Recently, researchers from DeepMind released their research where they designed AI agents that can team up to play Quake III Arena’s Capture the Flag mode. The highlight of this research is, these agents were able to team up against human players or play alongside them, tailoring their behavior accordingly.
We have previously seen instances of an AI agent beating humans in video games like StarCraft II and Dota 2. However, these games did not involve agents playing in a complex environment or required teamwork and interaction between multiple players.
In their research paper titled, “Human-level performance in 3D multiplayer games with population-based reinforcement learning”, a group of 30 AIs were collectively trained to play five-minute rounds of Capture the Flag, a game mode in which teams must retrieve flags from their opponents while retaining their own.
While playing the rounds in Capture the Flag the DeepMind AI was able to outperform human teammates, with the reaction time slowed down to that of a typical human player. Rather than a number of AIs teaming up on a group of human players in a game of Dota 2, the AI was able to play alongside them as well.
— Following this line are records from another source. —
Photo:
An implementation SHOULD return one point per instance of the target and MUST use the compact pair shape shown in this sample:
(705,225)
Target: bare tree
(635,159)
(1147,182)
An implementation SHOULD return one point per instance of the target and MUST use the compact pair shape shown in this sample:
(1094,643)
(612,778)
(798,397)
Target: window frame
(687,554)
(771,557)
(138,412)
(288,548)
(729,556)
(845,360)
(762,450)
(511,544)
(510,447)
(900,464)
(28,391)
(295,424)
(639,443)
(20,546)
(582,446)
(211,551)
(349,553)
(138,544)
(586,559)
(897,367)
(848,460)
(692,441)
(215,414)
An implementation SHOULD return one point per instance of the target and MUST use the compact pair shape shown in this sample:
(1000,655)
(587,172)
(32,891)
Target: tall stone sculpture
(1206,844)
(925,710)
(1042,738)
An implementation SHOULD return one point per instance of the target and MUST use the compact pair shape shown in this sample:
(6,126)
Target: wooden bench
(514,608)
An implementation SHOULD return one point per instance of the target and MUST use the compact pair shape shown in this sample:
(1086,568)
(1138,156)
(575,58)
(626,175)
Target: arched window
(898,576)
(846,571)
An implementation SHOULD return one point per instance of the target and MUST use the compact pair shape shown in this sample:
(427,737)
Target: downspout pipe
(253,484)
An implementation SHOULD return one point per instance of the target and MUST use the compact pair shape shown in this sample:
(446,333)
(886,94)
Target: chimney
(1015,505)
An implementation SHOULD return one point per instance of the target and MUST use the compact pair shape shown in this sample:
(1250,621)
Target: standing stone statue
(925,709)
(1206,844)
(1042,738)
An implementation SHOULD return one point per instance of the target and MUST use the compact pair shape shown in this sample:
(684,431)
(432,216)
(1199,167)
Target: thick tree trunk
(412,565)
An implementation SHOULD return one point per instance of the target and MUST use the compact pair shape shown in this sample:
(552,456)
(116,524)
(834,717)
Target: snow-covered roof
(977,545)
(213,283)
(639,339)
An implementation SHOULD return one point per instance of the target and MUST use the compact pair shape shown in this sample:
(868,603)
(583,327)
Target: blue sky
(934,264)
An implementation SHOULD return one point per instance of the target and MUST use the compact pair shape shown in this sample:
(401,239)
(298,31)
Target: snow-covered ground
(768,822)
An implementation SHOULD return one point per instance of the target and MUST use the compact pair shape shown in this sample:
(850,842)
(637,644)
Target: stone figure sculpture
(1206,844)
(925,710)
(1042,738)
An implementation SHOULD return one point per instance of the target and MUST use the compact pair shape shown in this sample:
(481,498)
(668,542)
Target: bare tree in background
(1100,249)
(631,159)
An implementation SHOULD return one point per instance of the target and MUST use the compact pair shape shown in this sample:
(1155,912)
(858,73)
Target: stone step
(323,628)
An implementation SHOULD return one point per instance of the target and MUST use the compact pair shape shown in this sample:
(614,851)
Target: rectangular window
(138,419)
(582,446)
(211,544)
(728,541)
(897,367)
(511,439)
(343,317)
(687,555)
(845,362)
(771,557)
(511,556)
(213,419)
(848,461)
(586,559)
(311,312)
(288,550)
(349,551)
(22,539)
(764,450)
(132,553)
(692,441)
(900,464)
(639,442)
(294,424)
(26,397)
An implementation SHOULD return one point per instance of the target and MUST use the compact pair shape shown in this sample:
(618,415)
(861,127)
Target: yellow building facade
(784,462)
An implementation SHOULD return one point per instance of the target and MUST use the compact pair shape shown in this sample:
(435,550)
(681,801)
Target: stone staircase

Using Reinforcement learning, the AI taught itself the skill which helped it to pick up the rules of the game over thousands of matches in randomly generated environments.
“No one has told [the AI] how to play the game — only if they’ve beaten their opponent or not. The beauty of using [an] approach like this is that you never know what kind of behaviors will emerge as the agents learn,” said Max Jaderberg, a research scientist at DeepMind who recently worked on AlphaStar, a machine learning system that recently bested a human team of professionals at StarCraft II.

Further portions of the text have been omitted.